Watch the Transit of Venus live(currently at his time of posting)
http://www.abc.net.au/science/transitofvenus/

The nearly seven-hour passage of the planet between the Earth and the Sun will be seen as a black dot on the solar surface, but should only be viewed through approved solar filters to avoid the risk of blindness, experts warn.

In Australia the event started at about 8.15am (AEST) this morning and will continue for six-and-a-half hours.

Astronomers say the safest way for people to watch the event is from a public observation site.

All of the transit will be visible in East Asia and the Western Pacific, including Australia.

Most of South America as well as west and south-west Africa will not get to see it except by broadcasts from other locations.

'Wonderful and rare'

Important: Do not look directly at the sun or view the transit using sunglasses, smoked glass or reflective surfaces such as DVDs.

The US space agency NASA has promised "the best possible views of the event" through high-resolution images taken from its Solar Dynamics Observatory (SDO), in orbit around the Earth.

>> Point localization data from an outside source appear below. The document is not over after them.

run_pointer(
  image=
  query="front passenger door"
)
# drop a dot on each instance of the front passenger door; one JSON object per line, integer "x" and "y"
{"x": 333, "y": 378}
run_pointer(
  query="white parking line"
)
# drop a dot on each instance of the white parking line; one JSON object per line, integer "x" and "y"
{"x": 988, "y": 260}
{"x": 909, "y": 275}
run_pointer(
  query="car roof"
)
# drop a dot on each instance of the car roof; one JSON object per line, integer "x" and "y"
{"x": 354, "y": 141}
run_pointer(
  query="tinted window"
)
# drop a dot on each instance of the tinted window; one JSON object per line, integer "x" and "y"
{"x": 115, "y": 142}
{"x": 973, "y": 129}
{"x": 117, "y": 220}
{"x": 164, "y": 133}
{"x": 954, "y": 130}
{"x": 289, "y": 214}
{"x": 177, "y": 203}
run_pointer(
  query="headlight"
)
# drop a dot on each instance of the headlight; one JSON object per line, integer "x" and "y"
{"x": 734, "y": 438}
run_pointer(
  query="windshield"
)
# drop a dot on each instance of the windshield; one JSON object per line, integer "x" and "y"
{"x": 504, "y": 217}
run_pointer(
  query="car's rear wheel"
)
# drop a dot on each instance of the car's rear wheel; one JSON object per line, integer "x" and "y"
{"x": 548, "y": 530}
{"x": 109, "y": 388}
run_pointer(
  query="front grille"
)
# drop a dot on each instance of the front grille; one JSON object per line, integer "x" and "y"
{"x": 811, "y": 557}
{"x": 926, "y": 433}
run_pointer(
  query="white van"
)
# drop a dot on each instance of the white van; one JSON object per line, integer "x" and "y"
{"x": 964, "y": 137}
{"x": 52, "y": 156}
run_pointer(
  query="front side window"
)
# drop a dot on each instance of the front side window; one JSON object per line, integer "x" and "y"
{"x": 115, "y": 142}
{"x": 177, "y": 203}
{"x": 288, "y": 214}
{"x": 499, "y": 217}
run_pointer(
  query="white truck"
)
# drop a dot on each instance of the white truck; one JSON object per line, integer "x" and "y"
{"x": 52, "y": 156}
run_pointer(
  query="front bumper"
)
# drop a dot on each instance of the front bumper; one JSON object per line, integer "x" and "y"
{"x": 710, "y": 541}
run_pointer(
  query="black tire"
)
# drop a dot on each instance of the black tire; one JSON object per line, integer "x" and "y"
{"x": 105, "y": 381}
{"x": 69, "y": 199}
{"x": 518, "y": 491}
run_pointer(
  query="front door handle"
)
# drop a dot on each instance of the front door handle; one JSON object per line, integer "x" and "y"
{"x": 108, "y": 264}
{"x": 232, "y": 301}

"A transit is a wonderful and rare sight; when you consider the vastness of the sky, for a planet to pass the disc of the Sun is pretty unusual - and you do have to wait until 2117 for the next one," SDO co-investigator Richard Harrison said.

The European space agency's Venus Express is the only spacecraft orbiting the hot planet at present and will be using light from the Sun to study Venus's atmosphere.

ESA and Japan's space agency also have satellites in low-Earth orbit to observe as Venus passes in front of the Sun.

And the NASA Hubble Space Telescope, which cannot view the Sun directly, will use the Moon as a mirror to capture reflected sunlight and learn more about Venus's atmosphere.

Many universities and observatories have also scheduled viewings and astronomy talks for the public.

For the smartphone set, there is an app for tracking the transit, according to Astronomers Without Borders.

Scientists say that studying the transit will boost future efforts to identify distant planets and learn more about their atmospheres.

Only six Transits of Venus have ever been recorded. There have been 53 transits of Venus across the Sun between 2000 BC and the last one in 2004.

Sunglasses are not strong enough to shield the eyes for viewing the transit, experts say.

Specialised solar filters and glasses will be offered for sale at some observatories, or people can make a pinhole camera or use a pair of binoculars - not held to the eyes - to project the Sun's image onto a light-coloured surface.